Passons au 2° singe mettant ses mains vers ses oreilles pour mieux entendre. Ce 2° singe, il illustrerait parfaitement la 2° lecture tirée de la lettre aux Romains dans laquelle Paul nous invite à ne garder aucune dette envers personne sinon la dette de l’amour et qui conclut sa réflexion en disant que l’accomplissement parfait de la loi, c’est l’amour. Dans le Premier Testament, il nous est souvent dit que Dieu a entendu la misère de son peuple, que ses cris ont bouleversé son cœur et qu’il a agi en sa faveur. Une des plus belles manières d’aimer, c’est d’écouter et pour écouter, il ne faut pas parler tout le temps, il ne faut pas parler de soi sans arrêt. Comme c’est frustrant quand vous vous confiez à quelqu’un qui, sans arrêt, va dire : oui, c’est comme moi, ou encore, moi, c’est encore pire : moi, moi, moi … A la cathédrale du Puy, il y a une belle représentation d’un Christ en croix qui a de grandes oreilles et presque souriant. Sur la croix, Jésus aurait eu toutes les raisons de se plaindre et de chercher des oreilles compatissantes, eh bien, non ! L’artiste a eu cette intuition géniale que, là encore, Jésus était toute écoute et encore heureux de vivre cette mission. Puisque sur la croix, il va aller jusqu’au bout de l’amour, il était cohérent de le représenter avec ces grandes oreilles parce que l’amour se manifeste d’abord par une écoute inconditionnelle. C’est bien cette écoute que viennent chercher les nombreux pèlerins qui viennent dans ce sanctuaire, ils se tournent vers Marie, la Mère de la compassion parce que Mère de l’écoute qui ne rejette aucun de ses enfants. Et c’est pour cela que les chapelains, comme les sœurs, nous voulons nous rendre toujours plus disponibles pour écouter tous ceux qui passent ici. L’accomplissement parfait de la loi, c’est l’amour et l’amour passe peut-être d’abord par l’écoute. Voilà sûrement une grâce qu’il nous faut tous demander car dans les familles, au travail, dans les loisirs ou ailleurs, c’est tellement important.
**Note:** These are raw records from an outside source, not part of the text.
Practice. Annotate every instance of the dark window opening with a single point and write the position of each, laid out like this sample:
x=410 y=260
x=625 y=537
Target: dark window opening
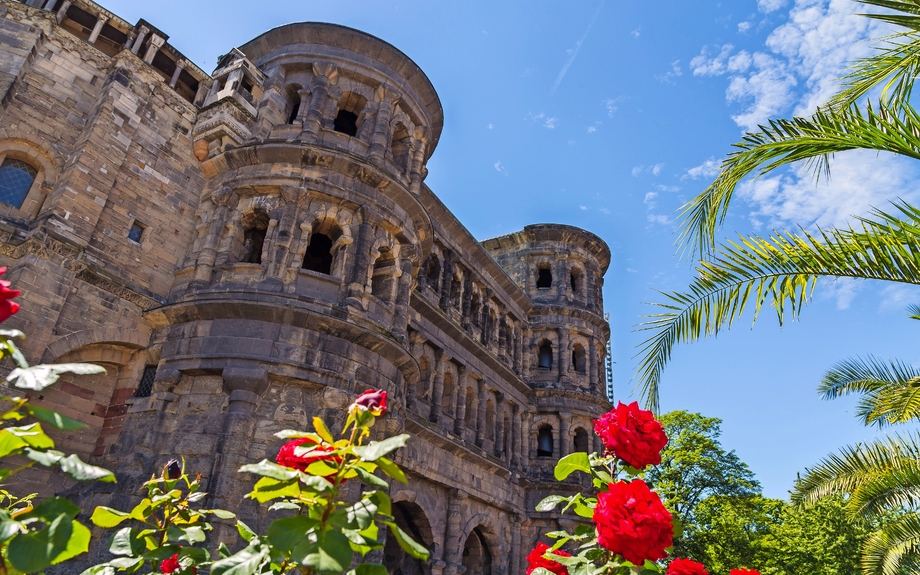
x=346 y=122
x=581 y=440
x=545 y=356
x=16 y=179
x=545 y=441
x=145 y=387
x=136 y=232
x=319 y=254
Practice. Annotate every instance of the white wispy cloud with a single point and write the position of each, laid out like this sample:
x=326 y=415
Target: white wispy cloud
x=573 y=53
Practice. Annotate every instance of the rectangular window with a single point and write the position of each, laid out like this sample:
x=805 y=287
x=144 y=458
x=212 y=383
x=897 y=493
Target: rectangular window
x=136 y=231
x=145 y=387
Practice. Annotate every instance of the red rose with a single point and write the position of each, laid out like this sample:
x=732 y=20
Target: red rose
x=535 y=559
x=288 y=458
x=374 y=400
x=632 y=522
x=632 y=434
x=686 y=567
x=171 y=565
x=7 y=307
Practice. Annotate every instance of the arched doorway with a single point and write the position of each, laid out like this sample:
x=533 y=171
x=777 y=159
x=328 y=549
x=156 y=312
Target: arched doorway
x=476 y=555
x=411 y=519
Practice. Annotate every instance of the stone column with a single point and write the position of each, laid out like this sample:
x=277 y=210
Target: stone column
x=481 y=416
x=180 y=65
x=563 y=351
x=565 y=433
x=357 y=286
x=460 y=401
x=499 y=440
x=156 y=42
x=437 y=385
x=245 y=388
x=62 y=11
x=516 y=440
x=403 y=291
x=453 y=547
x=97 y=29
x=380 y=139
x=325 y=76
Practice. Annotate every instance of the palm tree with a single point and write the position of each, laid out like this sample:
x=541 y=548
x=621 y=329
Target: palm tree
x=881 y=479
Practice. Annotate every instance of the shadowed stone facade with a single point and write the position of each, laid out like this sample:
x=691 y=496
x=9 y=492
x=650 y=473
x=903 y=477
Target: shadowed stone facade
x=250 y=248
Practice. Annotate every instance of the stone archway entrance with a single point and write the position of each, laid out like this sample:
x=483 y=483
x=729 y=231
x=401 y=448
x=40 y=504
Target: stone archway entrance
x=411 y=519
x=477 y=559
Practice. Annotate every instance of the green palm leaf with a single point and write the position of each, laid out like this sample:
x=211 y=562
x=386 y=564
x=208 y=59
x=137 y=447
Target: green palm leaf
x=781 y=270
x=891 y=390
x=885 y=129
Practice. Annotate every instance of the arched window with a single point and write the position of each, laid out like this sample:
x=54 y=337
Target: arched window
x=545 y=356
x=348 y=118
x=16 y=179
x=578 y=358
x=545 y=441
x=581 y=440
x=255 y=225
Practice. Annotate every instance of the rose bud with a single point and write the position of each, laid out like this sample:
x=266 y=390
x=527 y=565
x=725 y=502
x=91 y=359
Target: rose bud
x=172 y=470
x=373 y=400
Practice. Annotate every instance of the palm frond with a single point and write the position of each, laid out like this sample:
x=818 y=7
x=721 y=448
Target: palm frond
x=784 y=142
x=782 y=269
x=891 y=389
x=888 y=550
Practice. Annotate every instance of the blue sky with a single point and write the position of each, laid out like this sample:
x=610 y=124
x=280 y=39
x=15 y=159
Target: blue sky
x=608 y=115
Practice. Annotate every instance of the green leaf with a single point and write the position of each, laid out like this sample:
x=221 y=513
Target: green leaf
x=392 y=470
x=322 y=430
x=38 y=377
x=329 y=553
x=57 y=420
x=406 y=542
x=571 y=463
x=550 y=503
x=371 y=479
x=285 y=533
x=247 y=561
x=107 y=517
x=377 y=449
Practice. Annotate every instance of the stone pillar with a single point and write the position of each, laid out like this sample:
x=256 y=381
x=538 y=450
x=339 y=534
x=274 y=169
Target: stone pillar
x=499 y=440
x=403 y=291
x=516 y=440
x=481 y=415
x=62 y=11
x=564 y=352
x=593 y=382
x=380 y=139
x=245 y=388
x=156 y=42
x=97 y=29
x=180 y=65
x=460 y=401
x=437 y=385
x=325 y=76
x=565 y=433
x=357 y=285
x=453 y=546
x=139 y=40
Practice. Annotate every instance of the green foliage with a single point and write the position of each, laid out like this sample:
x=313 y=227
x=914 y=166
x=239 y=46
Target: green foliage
x=166 y=523
x=695 y=466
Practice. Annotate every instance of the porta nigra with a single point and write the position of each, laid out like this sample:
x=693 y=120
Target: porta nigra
x=246 y=249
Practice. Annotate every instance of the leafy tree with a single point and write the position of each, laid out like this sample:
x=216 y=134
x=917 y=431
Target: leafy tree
x=694 y=465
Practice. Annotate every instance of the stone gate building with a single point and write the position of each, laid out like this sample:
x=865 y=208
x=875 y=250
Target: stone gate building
x=246 y=249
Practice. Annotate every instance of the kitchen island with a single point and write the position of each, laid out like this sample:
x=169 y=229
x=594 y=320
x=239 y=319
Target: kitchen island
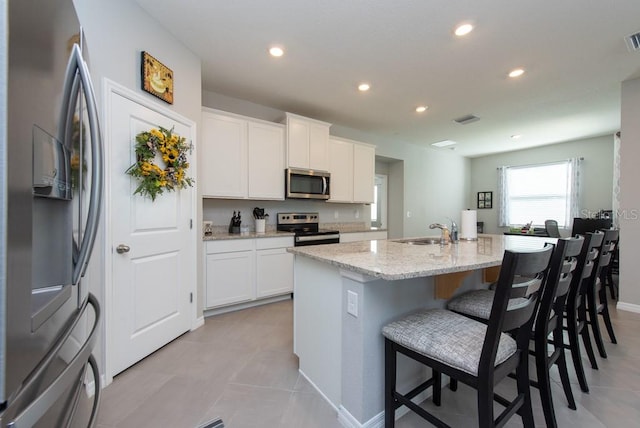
x=345 y=293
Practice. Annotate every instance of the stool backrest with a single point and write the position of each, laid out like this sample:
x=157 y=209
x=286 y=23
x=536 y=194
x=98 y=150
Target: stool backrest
x=587 y=261
x=563 y=267
x=607 y=248
x=521 y=274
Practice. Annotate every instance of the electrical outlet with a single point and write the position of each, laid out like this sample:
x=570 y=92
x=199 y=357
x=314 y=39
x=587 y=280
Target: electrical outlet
x=352 y=303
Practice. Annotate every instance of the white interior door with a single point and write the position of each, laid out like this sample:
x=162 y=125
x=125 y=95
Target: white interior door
x=152 y=281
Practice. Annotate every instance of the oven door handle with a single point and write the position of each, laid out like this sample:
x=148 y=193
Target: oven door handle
x=312 y=238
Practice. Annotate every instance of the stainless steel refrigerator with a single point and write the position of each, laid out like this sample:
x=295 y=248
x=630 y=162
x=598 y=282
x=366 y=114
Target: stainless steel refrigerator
x=50 y=196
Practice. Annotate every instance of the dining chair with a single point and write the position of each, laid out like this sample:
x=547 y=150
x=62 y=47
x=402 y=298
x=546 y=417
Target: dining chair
x=575 y=313
x=477 y=354
x=596 y=292
x=548 y=321
x=551 y=226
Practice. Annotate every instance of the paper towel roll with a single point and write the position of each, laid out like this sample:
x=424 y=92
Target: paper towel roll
x=468 y=225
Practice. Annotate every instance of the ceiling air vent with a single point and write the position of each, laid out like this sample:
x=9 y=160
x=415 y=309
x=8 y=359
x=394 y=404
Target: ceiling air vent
x=466 y=119
x=633 y=42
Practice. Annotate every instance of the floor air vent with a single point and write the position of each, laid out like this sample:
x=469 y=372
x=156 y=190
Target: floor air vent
x=633 y=42
x=466 y=119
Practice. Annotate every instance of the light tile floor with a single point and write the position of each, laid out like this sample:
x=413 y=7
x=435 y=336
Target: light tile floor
x=240 y=367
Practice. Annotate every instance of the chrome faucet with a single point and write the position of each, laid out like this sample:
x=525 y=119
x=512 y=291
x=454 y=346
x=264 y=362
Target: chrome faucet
x=454 y=232
x=444 y=236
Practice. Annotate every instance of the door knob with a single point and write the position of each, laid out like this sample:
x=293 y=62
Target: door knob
x=122 y=249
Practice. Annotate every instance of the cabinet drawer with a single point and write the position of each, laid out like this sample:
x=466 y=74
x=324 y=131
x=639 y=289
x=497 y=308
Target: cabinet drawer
x=229 y=245
x=267 y=243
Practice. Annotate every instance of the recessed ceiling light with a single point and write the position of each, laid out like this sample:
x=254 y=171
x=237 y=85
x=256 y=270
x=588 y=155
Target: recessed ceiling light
x=463 y=30
x=276 y=51
x=517 y=72
x=444 y=143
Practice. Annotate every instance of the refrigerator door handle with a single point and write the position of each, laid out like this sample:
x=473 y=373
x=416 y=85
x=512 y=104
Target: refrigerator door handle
x=78 y=68
x=37 y=407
Quant au 3° singe mettant ses mains en porte-voix pour que sa parole puisse porter plus loin, il illustre parfaitement l’Evangile puisque Jésus demande à ses disciples de pratiquer ce qu’on appelle la correction fraternelle. On peut d’ailleurs dire que pratiquer cette correction fraternelle, c’est une belle manière d’accomplir la mission de guetteur. Ce qui rend la correction fraternelle, c’est que, souvent, on va se dire : qui suis-je pour oser reprendre mon frère ou ma sœur puisque je ne suis pas meilleur que la personne qu’il me faudrait reprendre : c’est bien vrai et en avoir conscience est extrêmement salutaire ! Mais justement, plus nous en sommes conscients, et moins nous interviendrons en donneur de leçons, utilisant des paroles blessantes. La conscience de notre pauvre pauvreté ne nous dispense donc pas de devoir intervenir, mais elle nous oblige à le faire comme un frère, comme une sœur qui, reconnaissant ses propres insuffisances, veut néanmoins aider un autre frère une autre sœur en difficulté. La correction fraternelle est la marque suprême de l’amour fraternel à condition, bien sûr, que nous la pratiquions dans un amour inconditionnel des autres. Dans ce texte, Jésus nous donne comme un mode d’emploi, en détaillant les étapes par lesquelles il nous faut passer pour parvenir à la victoire qui consiste à la conversion de celui qui se fait reprendre et de celui qui reprend.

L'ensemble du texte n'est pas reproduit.